[<prev] [next>] [<thread-prev] [thread-next>] [day] [month] [year] [list]
Message-ID: <76a7c292-7146-d73c-f5b7-01340a13916e@solarflare.com>
Date: Mon, 12 Feb 2018 10:22:49 +0000
From: Edward Cree <ecree@...arflare.com>
To: Alexei Starovoitov <alexei.starovoitov@...il.com>
CC: Alexei Starovoitov <ast@...nel.org>,
Daniel Borkmann <daniel@...earbox.net>,
<netdev@...r.kernel.org>
Subject: Re: [RFC PATCH bpf-next 0/2] bpf/verifier: simplify subprog tracking
On 10/02/18 03:18, Alexei Starovoitov wrote:
> On Thu, Feb 08, 2018 at 07:31:55PM +0000, Edward Cree wrote:
>> By storing subprog boundaries as a subprogno mark on each insn, rather than
>> a start (and implicit end) for each subprog, we collect a number of gains:
>> * More efficient determination of which subprog contains a given insn, and
>> thus of find_subprog (which subprog begins at a given insn).
>> * Number of verifier passes is reduced, since most of the work is done in
>> the main insn walk (do_check()).
> unfortunately this is the opposite of where the verifier should be heading.
> For bpf libraries and indirect call support the verifier has to be further
> split into more distinct passes. Not less. Since it needs to determine
> function boundaries and general validity of the instructions without
> performing do_check()-style walk.
> The function in the given prog may be called by other bpf functions that will be
> loaded later and just like indirect calls the final 'check all pointers
> and load/stores' pass (currently done by do_check) will done last.
Strictly speaking, any kind of sanity check done before the program can be
do_check() walked can only be a kind of early-fail optimisation, because
the final 'check pointers and load/stores' (and register types in general,
and any data value tracking we may use for bounded loops) can depend on
values returned from callees.
So I am tempted to suggest that any such 'early sanity passes' should be in
addition to, rather than instead of, checks at walk time.

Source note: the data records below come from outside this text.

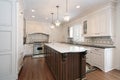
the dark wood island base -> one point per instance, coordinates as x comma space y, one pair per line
66, 66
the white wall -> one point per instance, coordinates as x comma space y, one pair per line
41, 27
117, 51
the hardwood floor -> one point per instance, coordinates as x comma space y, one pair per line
37, 69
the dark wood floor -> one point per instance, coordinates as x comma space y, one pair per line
37, 69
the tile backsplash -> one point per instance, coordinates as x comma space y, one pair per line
99, 40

> (In case of indirect calls this pass will done at the time of
> bpf_map_update() call)
Btw I hope you're planning to only have these maps writable by the control
plane, and not from within BPF programs themselves; allowing BPF execution
to trigger a verifier run would be... interesting.

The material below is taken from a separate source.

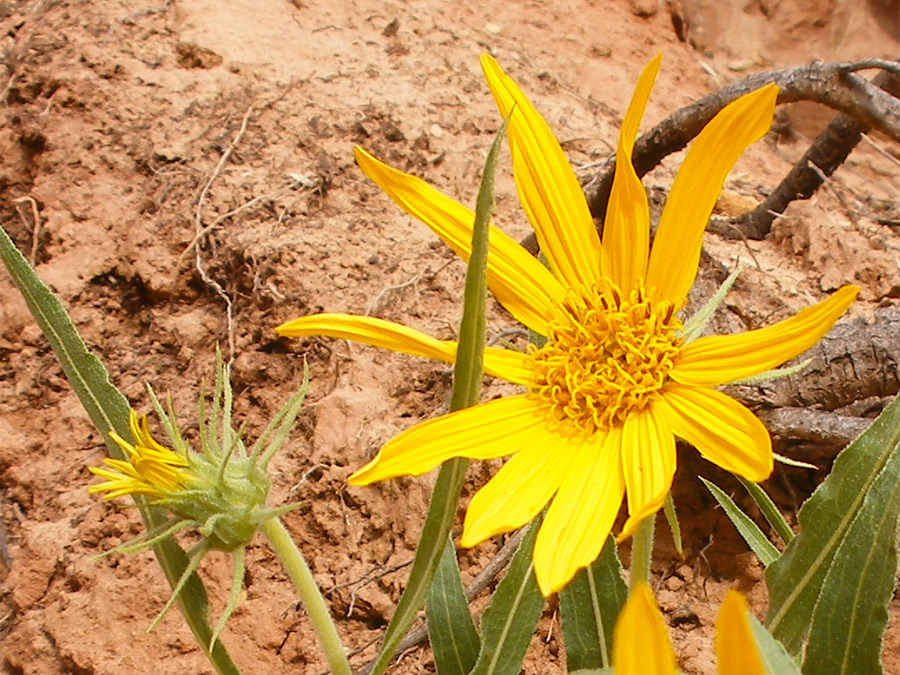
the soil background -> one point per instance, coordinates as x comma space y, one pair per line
114, 120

> while all preparatory passes like function boundaries, basic block
> detection, control flow check and general instruction sanity will
> be done before that final run-time linking phase.

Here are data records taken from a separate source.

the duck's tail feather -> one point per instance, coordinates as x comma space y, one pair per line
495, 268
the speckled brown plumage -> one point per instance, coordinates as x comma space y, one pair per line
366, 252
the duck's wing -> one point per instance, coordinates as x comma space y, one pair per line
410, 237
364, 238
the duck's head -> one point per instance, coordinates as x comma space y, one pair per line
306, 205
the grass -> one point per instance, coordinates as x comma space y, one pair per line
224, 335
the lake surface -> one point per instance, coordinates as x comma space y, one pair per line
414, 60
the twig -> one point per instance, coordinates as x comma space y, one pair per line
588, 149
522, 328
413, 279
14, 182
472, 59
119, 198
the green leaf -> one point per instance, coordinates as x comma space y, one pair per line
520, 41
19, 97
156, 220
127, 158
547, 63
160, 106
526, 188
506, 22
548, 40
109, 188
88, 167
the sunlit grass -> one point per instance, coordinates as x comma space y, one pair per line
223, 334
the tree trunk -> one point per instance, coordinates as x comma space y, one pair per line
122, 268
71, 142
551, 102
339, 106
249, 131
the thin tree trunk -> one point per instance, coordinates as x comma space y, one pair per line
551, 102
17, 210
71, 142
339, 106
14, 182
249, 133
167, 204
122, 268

> Hence we cannot merge subprog detection pass with anything else.
> It has to be done first.
Why does it *have* to be done first? Why would a verifier that postponed
all checks until the complete prog was available be actually wrong?
>> * Subprogs no longer have to be contiguous; so long as they don't overlap
>> and there are no unreachable insns, verifier is happy. (This does require
>> a small amount of care at jit_subprogs() time to fix up jump offsets, so
>> we could instead disallow this if people prefer.)
> do you have patches to make llvm blend multiple C functions into
> non-contiguous piece of .text code ?
I have an assembler that produces eBPF object files. I can make whatever
crazy .text I want ;-)
> What would be the purpose of such bizarre code generation?
> If not, there is no reason to support such code layout in the verifier.
But the real reason is that disallowing it would have required writing an
extra check, and I wanted to get a first prototype out for discussion ASAP.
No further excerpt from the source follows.